Guaranty associations, which are funded with payments from insurers doing business in each state, provide temporary insurance coverage to customers whose insurance company goes insolvent.
Lamberjack said getting an early start on providing new coverage for Benicorp’s customers saved at least $5 million for state guaranty funds that pay claims when an insurance company is liquidated. He also saved money by negotiating discounts on big-dollar claims with health care providers.
Also, Lamberjack managed to keep most Benicorp employees-and even give them a raise. He canceled a contract with an outside customer-service and claimsprocessing provider and, instead, had Benicorp employees cross-train one another to do that work. UnitedHealthcare also hired 11 former Benicorp workers.
Benicorp Sales Manager Angela Smith was looking for a new job when Lamberjack asked her to stay. After she and others were trained how to process claims, Smith became manager of that department, working through a backlog that at its peak was a year long.
“I was actively pursuing employment and networking and all that,” said Smith, 47, a single mother. “I absolutely changed my mind.”
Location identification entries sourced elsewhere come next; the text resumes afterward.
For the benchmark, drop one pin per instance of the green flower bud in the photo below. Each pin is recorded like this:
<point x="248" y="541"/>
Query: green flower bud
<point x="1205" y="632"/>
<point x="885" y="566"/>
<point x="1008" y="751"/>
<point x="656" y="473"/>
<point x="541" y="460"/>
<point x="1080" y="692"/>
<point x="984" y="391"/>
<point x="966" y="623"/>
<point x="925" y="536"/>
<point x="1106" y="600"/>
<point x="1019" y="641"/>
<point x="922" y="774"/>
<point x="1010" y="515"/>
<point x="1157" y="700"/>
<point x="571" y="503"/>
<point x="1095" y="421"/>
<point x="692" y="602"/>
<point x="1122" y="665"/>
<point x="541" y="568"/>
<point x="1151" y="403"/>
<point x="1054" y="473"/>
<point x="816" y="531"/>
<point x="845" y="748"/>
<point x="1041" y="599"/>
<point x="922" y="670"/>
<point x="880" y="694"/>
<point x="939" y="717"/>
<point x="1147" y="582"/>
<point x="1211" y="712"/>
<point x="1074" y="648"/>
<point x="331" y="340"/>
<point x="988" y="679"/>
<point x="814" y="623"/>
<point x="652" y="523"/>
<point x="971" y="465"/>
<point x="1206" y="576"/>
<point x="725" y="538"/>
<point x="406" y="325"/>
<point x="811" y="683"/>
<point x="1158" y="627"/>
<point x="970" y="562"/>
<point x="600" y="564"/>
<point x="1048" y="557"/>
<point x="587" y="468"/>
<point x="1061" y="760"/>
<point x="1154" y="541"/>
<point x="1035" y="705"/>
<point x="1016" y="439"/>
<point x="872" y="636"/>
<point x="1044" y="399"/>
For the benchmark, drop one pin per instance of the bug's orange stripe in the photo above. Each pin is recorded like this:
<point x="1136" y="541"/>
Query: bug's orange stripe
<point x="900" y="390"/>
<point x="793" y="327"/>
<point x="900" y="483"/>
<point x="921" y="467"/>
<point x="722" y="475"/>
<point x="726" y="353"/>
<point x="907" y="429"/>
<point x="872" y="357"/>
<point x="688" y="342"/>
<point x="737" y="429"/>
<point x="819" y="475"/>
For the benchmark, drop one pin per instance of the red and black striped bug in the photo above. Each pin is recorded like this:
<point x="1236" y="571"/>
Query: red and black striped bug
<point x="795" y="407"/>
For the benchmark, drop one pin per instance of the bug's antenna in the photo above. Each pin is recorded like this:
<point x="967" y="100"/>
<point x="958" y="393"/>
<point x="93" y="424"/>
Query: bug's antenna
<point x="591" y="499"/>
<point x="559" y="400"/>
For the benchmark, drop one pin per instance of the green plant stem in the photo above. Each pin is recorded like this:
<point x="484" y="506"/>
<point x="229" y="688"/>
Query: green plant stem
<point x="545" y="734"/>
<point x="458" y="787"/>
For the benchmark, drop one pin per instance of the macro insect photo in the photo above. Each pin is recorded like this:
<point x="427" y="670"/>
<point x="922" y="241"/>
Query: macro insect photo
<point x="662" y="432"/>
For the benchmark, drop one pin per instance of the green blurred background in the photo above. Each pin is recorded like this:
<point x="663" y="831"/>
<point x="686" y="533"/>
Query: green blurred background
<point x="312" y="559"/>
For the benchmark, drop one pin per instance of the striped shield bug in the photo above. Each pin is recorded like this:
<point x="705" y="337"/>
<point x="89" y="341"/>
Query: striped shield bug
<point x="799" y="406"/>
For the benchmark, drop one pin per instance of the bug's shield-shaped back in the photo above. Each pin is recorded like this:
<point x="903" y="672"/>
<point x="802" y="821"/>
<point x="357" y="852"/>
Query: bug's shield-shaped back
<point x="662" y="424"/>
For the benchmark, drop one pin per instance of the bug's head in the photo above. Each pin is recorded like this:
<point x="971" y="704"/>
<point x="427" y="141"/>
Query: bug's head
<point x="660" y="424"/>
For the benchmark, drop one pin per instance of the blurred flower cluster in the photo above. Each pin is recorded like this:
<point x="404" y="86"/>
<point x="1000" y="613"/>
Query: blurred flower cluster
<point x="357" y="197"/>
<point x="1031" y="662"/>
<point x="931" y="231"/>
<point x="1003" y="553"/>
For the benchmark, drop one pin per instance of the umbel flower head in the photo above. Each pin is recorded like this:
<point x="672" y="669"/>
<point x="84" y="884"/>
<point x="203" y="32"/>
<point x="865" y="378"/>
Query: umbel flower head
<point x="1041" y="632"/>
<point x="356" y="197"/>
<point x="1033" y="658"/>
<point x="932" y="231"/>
Most of Benicorp’s 100 employees stayed on initially, then left gradually as new jobs became available. About 10 were laid off but were given about eight weeks’ notice. Twenty employees are still working at Benicorp’s offices in Park 100.
Atterholt took control of Benicorp Aug. 9 after a Marion County judge declared the company insolvent. Atterholt began liquidating the company’s assets in October.
Benicorp was a small insurer for small companies. When Atterholt stepped in, it provided health benefits to 52,000 people, mostly in Indiana, Nebraska, Nevada, Missouri and Georgia.
Benicorp was founded in Indianapolis in 1987. Illinois-based McKee Heritage Holdings Corp. purchased it in 2005 for $32 million.
Benicorp began underpricing its policies, which led to a cash crunch. It lost $9 million in 2006, and McKee Heritage pumped $6 million into the company in early 2007. But it wasn’t enough.
On July 3, Benicorp President Kevin Hart sent a memo to insurance agents, saying Benicorp would halt sales of new policies until it fixed computer systems that were hampering the processing of claims.
Even by that time, some insurance brokers were working to move clients to new carriers. But that’s easier said than done.
UnitedHealthcare made it easier by guaranteeing coverage-even if a small employer had relatively sick people covered under its plan. UnitedHealthcare did not guarantee the same price as Benicorp had been offering. But it still had to be competitive, said Dan Krajnovich, the company’s CEO for Indiana and Kentucky.
“We were effectively competing in the marketplace with everybody else for this business,” Krajnovich said.
More than half of Benicorp’s employer groups chose to take UnitedHealthcare’s offer. Together, they added more than 27,000 people nationally to the company’s customer rolls.
“We looked at the situation as one where, if we could bring the majority of the business onto UnitedHealthcare’s paper, then we stood a better risk of spreading that risk out,” Krajnovich said.
Two other insurers-Indianapolis-based Anthem Blue Cross and Blue Shield and New York-based Assurant-also offered to take on Benicorp customers, Atterholt said. But UnitedHealthcare was the only one that had operations in all the states in which Benicorp had customers.
When UnitedHealthcare was named as the “white knight,” said Roggensack, the chairman of Nevada’s guarantee association, it ended many of his fears.
“As soon as UnitedHealthcare stepped in and took over the policyholders, then I felt it was going to be fairly quick,” he said.